Против этого Фальк не мог ничего возразить, и мысли его тотчас же пошли по другому направлению.

— Как хорошо иметь свободное утро! — сказал длинный, игравший роль соблазнителя.

— Да, хорошо, — отвечал Фальк и как бы хотел измерить свою свободу взглядом, но увидел в окно только пожарную лестницу и мусорный ящик на дворе, куда доходили только слабые отблески летнего неба.

— Пол-литра! Так! Ага! Ну, что с «Тритоном»? Ха-ха-ха!

— Не смейся, — сказал Фальк. — Немало бедняков пострадает при этом.

— Какие бедняки? Бедные капиталисты? Разве ты жалеешь тех, кто не работает, а живет от своих денег? Нет, милый, у тебя всё еще предрассудки! В «Горнисе» есть веселый рассказец о коммерсанте, который подарил детским яслям «Вифлеем» 20.000 крон и за это получил орден Вазы; но выяснилось, что это были акции «Тритона», и теперь яслям приходится объявлять конкурс. Разве это не великолепно! Актив состоял из 25 мосек и портрета работы неизвестного художника! Ведь это прекрасно! Портрет оценили в 5 крон! Разве это не великолепно?
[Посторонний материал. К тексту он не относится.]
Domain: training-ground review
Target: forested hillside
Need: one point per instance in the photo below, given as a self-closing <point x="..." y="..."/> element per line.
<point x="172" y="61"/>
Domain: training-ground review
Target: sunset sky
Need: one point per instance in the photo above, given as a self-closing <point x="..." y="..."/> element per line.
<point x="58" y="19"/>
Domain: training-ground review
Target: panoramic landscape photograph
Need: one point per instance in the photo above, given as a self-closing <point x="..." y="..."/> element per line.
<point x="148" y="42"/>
Ха-ха-ха!

Фальк почувствовал себя неприятно задетым этими сведениями, которые были ему известны лучше, чем кому-либо другому.

— Видел ли ты, как «Красная Шапочка» разоблачила этого шарлатана Шенстрэхма, который на Рождество издал свои жалкие стихотворения? — сказал толстый. — Право, редкое было удовольствие прочесть об этом негодяе правдивое слово. Я несколько раз отделывал его в «Медном Змие», так что только свистело.

— Да, но ты был несколько несправедлив к нему; его стихи были не так плохи, — сказал длинный.

— Плохи? Они были много хуже моих, а их «Серый Колпачок» тоже разделал, — ты помнишь?

— А propos, Фальк! Был ли ты в Дьюргарденском театре? — спросил длинный.

— Нет!

— Жаль! Там картавит лундгольмская шайка разбойников. Вот дерзкий болван, этот директор! Он не послал «Медному Змию» билетов, а когда мы пришли в театр, он выгнал нас. За это ему воздастся! Не проберешь ли и ты эту собаку? Вот тебе бумага и карандаш. Я написал: «Театр и музыка. Дьюргарденский театр». Теперь пиши ты!

— Но я не видел его труппы!

— Ну так что ж! Разве ты никогда еще не писал о чем-нибудь, чего ты не видел?

— Нет, я этого не делал! Я разоблачал шарлатанство, но никогда не нападал на невинных; я его труппы не знаю.

— Ах, она жалка! Это один сброд! — подтвердил толстый. — Навостри перо и уколи его в пятку, как ты умеешь.

— Почему вы сами не уколете? — спросил Фальшь.

— Потому что наборщики знают нашу руку, а они по вечерам изображают там народ. Впрочем, Лундгольм такой дикарь, что он наверно бросится в редакцию; тогда можно будет сунуть ему под нос, что это письмо из публики. Так, Фальк сейчас напишет о театре, а я займусь музыкой. На прошлой неделе был духовный концерт. Как фамилия-то, Добри?